Ma se da un lato l’art. 7 della L. 555/1912 confermava questo principio, in quanto disponeva che i cittadini italiani nati e residenti all'estero, considerati cittadini di quel Paese iure soli, mantenessero la cittadinanza italiana a meno che non decidessero di rinunciarvi una volta adulti o emancipati, l’art. 12 di quella stessa legge disponeva che i figli seguissero automaticamente lo status di cittadinanza dei genitori, perdendo di conseguenza la cittadinanza italiana qualora il padre (o in casi particolari, la madre) si naturalizzasse.

Inoltre, è importante notare che le norme sopracitate sono spesso state utilizzate anche in quei casi in cui la naturalizzazione fosse intervenuta anche prima del 1912, ossia in vigenza del Codice Civile del 1865 (che non aveva una disposizione esplicita come l’art. 7, mentre aveva una disposizione, l’art. 11, che era direttamente trasponibile nell’art. 12 l. 555/1912), in quanto intese dalla giurisprudenza odierna come norme di interpretazione autentica della normativa più risalente.

Il contrasto tra queste due norme ha nel tempo richiesto l’intervento della giurisprudenza italiana, che, fino a tempi recenti, lo ha nella maggior parte dei casi risolto applicando il più favorevole articolo 7 della l. 555/1912 in quei casi in cui l’avo minorenne aveva già la cittadinanza dello Stato di nascita ius soli, nonostante la naturalizzazione del genitore.
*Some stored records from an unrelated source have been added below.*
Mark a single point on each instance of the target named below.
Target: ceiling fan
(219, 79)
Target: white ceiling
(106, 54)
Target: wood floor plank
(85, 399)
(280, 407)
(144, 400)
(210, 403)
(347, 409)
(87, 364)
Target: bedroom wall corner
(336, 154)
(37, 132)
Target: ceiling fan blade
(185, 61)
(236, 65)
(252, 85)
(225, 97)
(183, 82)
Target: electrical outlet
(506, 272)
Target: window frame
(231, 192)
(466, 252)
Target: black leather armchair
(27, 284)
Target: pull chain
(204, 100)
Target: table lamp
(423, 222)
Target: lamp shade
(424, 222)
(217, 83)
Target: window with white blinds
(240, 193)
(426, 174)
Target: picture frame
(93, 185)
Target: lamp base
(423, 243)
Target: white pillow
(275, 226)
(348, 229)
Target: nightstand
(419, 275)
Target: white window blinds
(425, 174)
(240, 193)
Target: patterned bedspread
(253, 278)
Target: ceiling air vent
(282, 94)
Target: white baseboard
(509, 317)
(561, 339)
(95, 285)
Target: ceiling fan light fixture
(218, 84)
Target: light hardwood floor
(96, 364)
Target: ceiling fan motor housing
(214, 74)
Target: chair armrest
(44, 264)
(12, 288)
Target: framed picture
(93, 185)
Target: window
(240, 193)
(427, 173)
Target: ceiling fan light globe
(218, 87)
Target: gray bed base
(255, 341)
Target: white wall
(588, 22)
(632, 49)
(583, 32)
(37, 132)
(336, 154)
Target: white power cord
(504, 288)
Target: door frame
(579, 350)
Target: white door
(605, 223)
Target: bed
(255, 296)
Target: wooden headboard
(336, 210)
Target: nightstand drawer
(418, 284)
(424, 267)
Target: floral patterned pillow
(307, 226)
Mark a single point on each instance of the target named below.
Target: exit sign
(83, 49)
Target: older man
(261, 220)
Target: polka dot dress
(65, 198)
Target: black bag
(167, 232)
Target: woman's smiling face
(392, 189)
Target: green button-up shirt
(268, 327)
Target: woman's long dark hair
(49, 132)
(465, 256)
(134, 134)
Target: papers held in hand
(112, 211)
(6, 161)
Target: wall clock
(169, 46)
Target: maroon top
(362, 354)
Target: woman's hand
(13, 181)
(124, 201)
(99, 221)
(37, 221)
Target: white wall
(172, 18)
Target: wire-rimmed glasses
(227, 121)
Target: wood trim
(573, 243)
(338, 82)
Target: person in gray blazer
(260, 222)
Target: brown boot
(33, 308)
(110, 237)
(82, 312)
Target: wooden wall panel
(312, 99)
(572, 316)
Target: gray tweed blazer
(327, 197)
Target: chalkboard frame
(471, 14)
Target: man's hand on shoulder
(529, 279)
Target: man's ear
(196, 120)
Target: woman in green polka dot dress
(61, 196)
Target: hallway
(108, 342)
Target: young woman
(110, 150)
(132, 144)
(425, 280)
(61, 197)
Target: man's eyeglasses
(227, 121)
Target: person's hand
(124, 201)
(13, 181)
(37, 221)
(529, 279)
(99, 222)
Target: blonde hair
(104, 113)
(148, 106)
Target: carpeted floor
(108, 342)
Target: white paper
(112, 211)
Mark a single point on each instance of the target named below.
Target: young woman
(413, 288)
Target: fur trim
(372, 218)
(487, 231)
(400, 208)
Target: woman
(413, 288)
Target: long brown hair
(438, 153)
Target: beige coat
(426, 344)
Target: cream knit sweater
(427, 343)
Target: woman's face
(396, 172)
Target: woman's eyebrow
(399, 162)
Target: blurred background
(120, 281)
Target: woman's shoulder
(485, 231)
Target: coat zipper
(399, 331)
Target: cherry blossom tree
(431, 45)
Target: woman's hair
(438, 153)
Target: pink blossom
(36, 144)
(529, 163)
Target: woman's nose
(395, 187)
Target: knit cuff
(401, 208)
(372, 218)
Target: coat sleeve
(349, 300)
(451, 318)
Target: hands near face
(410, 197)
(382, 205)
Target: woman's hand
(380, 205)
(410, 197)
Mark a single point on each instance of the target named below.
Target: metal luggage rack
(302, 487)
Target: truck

In caso il minore non avesse un’altra cittadinanza acquisita alla nascita, allora si applicava l’art. 12, e di conseguenza si interrompeva la linea di discendenza.

Con le ordinanze della Cassazione Civile n. 17161 del 15/06/2023 e n. 454 del 08/01/2024 però si è attuato un deciso scostamento dalla giurisprudenza, consolidata, precedente, in favore di un’applicazione generalizzata dell’art. 12 laddove il minore comunque avesse già una cittadinanza riconosciuta iure soli.        
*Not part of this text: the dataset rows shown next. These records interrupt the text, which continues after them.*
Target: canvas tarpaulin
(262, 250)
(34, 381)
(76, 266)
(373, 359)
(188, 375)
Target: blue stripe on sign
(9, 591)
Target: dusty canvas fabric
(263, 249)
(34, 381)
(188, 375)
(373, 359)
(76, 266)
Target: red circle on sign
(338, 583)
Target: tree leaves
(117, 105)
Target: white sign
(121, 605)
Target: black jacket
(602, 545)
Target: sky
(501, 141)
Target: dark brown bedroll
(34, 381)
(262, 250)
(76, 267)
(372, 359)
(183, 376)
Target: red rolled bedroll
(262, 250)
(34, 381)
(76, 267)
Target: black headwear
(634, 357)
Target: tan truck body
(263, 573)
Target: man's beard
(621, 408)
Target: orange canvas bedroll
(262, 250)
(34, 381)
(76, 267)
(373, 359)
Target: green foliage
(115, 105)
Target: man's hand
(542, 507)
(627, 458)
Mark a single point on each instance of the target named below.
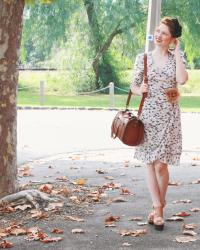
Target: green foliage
(188, 13)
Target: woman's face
(162, 36)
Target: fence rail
(111, 86)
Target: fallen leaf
(46, 188)
(110, 225)
(25, 171)
(111, 219)
(49, 240)
(189, 226)
(189, 232)
(174, 183)
(185, 239)
(175, 218)
(109, 177)
(142, 223)
(118, 199)
(78, 231)
(196, 182)
(80, 182)
(136, 219)
(181, 201)
(99, 171)
(74, 218)
(182, 214)
(39, 214)
(111, 185)
(6, 244)
(126, 244)
(53, 206)
(62, 178)
(23, 207)
(125, 191)
(33, 230)
(195, 209)
(18, 231)
(134, 233)
(57, 231)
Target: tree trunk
(11, 16)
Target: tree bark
(11, 16)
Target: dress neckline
(159, 68)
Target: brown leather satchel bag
(126, 126)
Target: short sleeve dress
(162, 119)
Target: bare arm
(181, 73)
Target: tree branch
(108, 42)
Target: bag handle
(144, 95)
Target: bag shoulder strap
(144, 94)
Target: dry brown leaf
(182, 214)
(78, 231)
(126, 244)
(6, 244)
(80, 182)
(181, 201)
(8, 209)
(33, 230)
(142, 223)
(57, 231)
(39, 214)
(111, 219)
(109, 178)
(189, 232)
(110, 225)
(175, 218)
(62, 178)
(18, 231)
(53, 206)
(49, 240)
(111, 185)
(118, 199)
(136, 219)
(100, 171)
(46, 188)
(174, 183)
(23, 207)
(74, 218)
(195, 209)
(185, 239)
(196, 182)
(25, 171)
(3, 232)
(189, 226)
(134, 233)
(125, 191)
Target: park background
(76, 48)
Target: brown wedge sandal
(150, 218)
(158, 221)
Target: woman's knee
(160, 167)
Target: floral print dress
(161, 118)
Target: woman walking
(162, 143)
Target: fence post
(42, 93)
(111, 94)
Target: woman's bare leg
(153, 186)
(162, 176)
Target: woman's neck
(160, 51)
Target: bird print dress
(161, 118)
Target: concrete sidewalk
(114, 170)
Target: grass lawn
(188, 103)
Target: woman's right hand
(143, 88)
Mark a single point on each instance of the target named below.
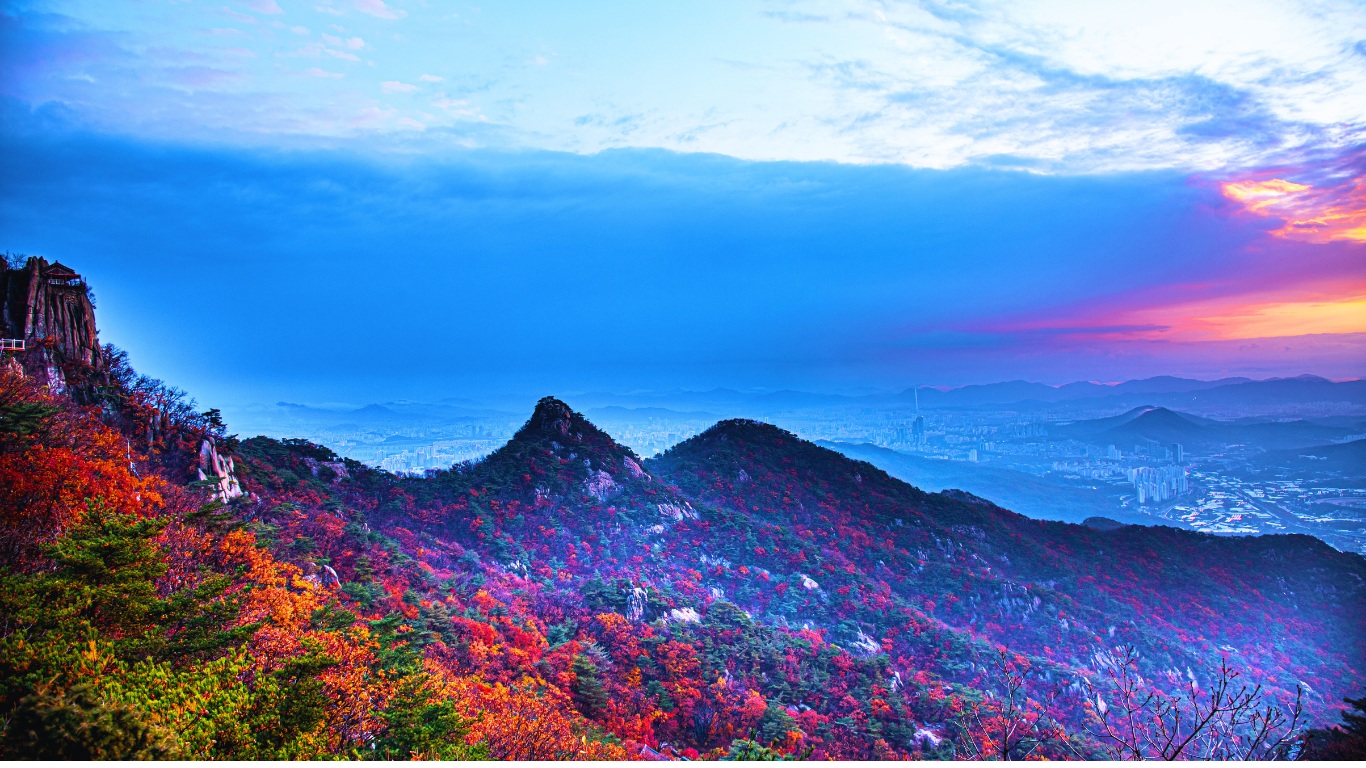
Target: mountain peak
(555, 425)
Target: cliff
(48, 308)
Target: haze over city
(409, 201)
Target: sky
(364, 200)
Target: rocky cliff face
(48, 308)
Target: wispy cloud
(379, 10)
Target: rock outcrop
(48, 308)
(217, 469)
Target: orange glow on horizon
(1284, 319)
(1316, 215)
(1262, 316)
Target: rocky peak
(48, 308)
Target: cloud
(776, 273)
(1316, 215)
(379, 10)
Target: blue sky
(355, 201)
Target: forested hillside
(746, 593)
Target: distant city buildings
(1159, 484)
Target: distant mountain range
(1168, 391)
(1163, 425)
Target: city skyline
(459, 202)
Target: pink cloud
(269, 7)
(379, 10)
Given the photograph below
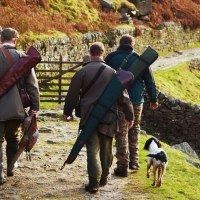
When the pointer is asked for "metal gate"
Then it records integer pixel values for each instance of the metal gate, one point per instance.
(54, 78)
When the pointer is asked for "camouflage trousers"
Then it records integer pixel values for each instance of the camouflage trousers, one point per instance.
(127, 141)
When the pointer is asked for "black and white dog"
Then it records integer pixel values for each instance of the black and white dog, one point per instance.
(156, 158)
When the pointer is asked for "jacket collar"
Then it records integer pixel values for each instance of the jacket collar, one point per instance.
(94, 60)
(125, 47)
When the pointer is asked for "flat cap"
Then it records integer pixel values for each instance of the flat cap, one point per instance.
(9, 33)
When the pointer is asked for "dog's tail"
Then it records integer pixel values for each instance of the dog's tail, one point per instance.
(159, 156)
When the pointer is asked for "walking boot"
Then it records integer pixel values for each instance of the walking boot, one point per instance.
(104, 180)
(93, 185)
(121, 170)
(10, 153)
(2, 179)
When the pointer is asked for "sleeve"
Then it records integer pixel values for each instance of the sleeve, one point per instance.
(73, 93)
(126, 105)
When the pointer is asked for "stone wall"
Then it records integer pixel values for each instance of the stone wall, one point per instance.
(174, 121)
(167, 37)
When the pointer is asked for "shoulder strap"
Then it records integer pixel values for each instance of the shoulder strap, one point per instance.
(7, 55)
(100, 70)
(125, 60)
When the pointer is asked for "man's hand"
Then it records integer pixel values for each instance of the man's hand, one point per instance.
(154, 105)
(129, 124)
(68, 118)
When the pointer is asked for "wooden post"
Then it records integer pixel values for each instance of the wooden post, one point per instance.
(60, 81)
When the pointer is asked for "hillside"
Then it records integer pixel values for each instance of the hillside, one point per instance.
(49, 16)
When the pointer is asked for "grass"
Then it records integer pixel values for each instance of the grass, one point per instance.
(180, 83)
(180, 181)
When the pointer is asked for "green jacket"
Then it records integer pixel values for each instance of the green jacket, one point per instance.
(145, 81)
(10, 103)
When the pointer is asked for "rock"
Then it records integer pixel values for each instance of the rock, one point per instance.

È opinione della Corte di Cassazione in queste due ordinanze infatti che si debba applicare l’art. 12 in quanto ne ricorrono i presupposti, in forza del principio di unità familiare anche dal punto di vista della cittadinanza, riconoscendo in detto articolo l’intenzione del legislatore di tutelare l’unità della “cittadinanza della famiglia”.    
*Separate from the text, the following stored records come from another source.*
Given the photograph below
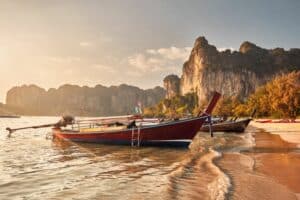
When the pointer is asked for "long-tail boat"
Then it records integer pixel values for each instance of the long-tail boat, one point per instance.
(233, 125)
(228, 126)
(136, 132)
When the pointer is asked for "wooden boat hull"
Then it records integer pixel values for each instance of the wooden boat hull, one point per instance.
(175, 133)
(235, 126)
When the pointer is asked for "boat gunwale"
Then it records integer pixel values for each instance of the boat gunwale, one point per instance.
(69, 131)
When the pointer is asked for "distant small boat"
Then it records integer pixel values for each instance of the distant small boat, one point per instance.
(228, 126)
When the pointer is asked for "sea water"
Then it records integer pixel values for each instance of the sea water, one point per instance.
(227, 166)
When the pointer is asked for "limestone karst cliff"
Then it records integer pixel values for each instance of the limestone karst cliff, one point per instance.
(172, 85)
(236, 73)
(83, 101)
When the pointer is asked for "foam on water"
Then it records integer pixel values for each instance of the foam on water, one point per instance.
(219, 187)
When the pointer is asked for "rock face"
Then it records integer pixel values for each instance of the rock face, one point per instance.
(81, 101)
(172, 85)
(233, 73)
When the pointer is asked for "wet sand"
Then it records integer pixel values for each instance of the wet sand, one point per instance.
(269, 170)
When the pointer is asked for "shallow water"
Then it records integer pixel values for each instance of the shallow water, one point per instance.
(224, 167)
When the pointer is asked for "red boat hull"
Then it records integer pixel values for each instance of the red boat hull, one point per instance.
(170, 133)
(179, 132)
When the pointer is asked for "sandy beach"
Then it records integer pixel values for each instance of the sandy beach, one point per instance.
(270, 170)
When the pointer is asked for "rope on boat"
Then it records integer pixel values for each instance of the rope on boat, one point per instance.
(135, 136)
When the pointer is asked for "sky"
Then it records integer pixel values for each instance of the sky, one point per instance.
(137, 42)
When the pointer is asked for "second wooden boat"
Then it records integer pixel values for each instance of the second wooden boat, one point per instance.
(228, 126)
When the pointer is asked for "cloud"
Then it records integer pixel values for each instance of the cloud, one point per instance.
(64, 60)
(85, 44)
(104, 68)
(160, 60)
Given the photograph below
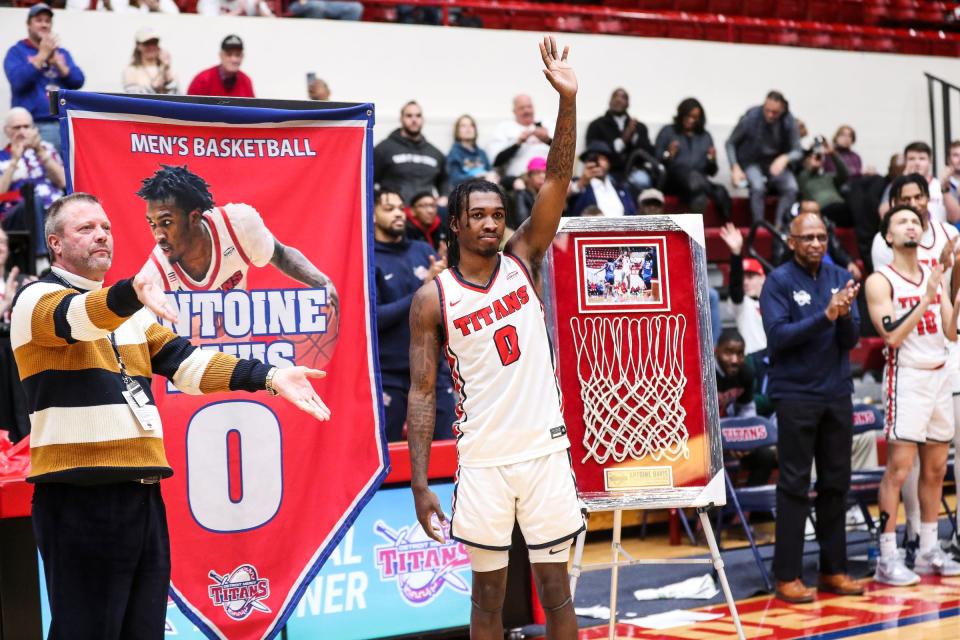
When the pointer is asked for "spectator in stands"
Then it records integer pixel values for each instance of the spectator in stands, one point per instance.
(816, 183)
(763, 143)
(28, 160)
(36, 65)
(318, 89)
(406, 163)
(843, 141)
(326, 9)
(517, 141)
(225, 79)
(911, 190)
(650, 202)
(402, 267)
(746, 283)
(687, 152)
(734, 380)
(623, 134)
(425, 224)
(234, 8)
(917, 159)
(149, 70)
(597, 187)
(466, 160)
(524, 198)
(124, 6)
(810, 317)
(951, 182)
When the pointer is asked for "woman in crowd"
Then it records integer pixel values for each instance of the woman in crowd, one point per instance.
(466, 160)
(149, 70)
(687, 152)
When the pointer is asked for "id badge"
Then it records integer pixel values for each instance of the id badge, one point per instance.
(147, 415)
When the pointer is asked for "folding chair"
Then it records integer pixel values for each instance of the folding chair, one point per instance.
(745, 435)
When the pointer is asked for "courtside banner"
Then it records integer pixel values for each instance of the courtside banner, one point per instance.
(277, 265)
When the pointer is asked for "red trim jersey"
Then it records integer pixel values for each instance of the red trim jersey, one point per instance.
(926, 346)
(239, 239)
(496, 340)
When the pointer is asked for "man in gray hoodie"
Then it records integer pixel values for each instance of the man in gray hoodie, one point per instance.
(760, 148)
(405, 162)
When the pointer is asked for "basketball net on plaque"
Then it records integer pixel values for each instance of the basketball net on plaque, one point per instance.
(629, 311)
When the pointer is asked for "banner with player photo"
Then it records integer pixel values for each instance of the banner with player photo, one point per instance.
(254, 216)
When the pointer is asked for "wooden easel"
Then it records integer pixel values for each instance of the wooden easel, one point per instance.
(618, 503)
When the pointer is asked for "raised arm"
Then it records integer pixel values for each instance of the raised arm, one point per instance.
(421, 401)
(534, 236)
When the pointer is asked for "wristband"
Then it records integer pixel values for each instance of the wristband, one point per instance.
(268, 382)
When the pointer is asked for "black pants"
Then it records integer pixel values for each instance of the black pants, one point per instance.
(106, 559)
(694, 188)
(808, 430)
(395, 410)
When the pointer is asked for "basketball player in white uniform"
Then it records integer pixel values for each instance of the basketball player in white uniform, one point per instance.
(485, 313)
(935, 246)
(913, 313)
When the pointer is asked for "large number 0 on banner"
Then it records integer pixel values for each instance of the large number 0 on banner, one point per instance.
(208, 467)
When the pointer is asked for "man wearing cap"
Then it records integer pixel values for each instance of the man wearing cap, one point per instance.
(36, 65)
(596, 187)
(225, 79)
(651, 202)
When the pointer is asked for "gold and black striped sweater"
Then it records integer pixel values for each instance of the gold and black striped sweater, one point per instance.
(82, 430)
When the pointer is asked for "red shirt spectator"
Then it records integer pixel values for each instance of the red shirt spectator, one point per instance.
(225, 79)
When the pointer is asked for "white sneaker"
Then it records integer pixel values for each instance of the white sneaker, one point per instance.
(937, 562)
(892, 571)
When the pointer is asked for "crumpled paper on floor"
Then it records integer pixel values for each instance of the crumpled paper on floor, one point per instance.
(696, 588)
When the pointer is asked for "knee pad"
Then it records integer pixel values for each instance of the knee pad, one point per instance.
(482, 560)
(559, 552)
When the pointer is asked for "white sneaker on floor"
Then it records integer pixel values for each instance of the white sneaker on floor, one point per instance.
(893, 571)
(936, 562)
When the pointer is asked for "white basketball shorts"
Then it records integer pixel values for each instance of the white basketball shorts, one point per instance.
(540, 494)
(919, 404)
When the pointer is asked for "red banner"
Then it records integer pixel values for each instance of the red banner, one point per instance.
(261, 492)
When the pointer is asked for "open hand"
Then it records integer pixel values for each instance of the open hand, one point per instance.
(558, 72)
(153, 297)
(427, 503)
(293, 385)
Questo ragionamento viene supportato, secondo la Corte, dal fatto che il minore, insieme al genitore, acquisterebbe la cittadinanza dello Stato di naturalizzazione del genitore stesso, anche qualora egli già la possedesse iure soli.

E ora?

In generale, chi voglia richiedere il riconoscimento del proprio status di cittadino iure sanguinis, qualora abbia nel suo albero genealogico un parente che si è naturalizzato con il discendente ancora minorenne, dovrebbe valutare attentamente l’opportunità di procedere alla richiesta come avrebbe fatto non più di un anno fa, ma piuttosto valutare e ricercare attentamente il proprio albero genealogico in modo da evitare questa problematica, o ancora meglio trovare un avo femmina nata prima del 1948, in modo da aprire le porte al riconoscimento giudiziale in forza della sentenza della Corte Costituzionale del 2009 relativa alla trasmissione della cittadinanza dal ramo femminile con antenata nata prima del 1948.

In ogni caso, è importante essere coscienti del fatto che in Italia non vale il principio del precedente giurisprudenziale, nonostante l’influenza che i precedenti possano avere, e che, nonostante queste due ordinanze si susseguano a distanza di poco più di 6 mesi, ciò non significa che vi sia stato in effetti un cambio netto di interpretazione da parte della giurisprudenza italiana, in quanto sono assai più numerose le comunque recenti ordinanze e sentenze della Corte di Cassazione che invece hanno riconosciuto lo status civitatis a coloro che avevano nella linea di discendenza un minore il cui genitore si è naturalizzato.  

Non resta che stare a vedere come si muoveranno le Corti italiane nel prossimo periodo e, nel mentre, essere pronti a sondare strade alternative, qualora fossero disponibili.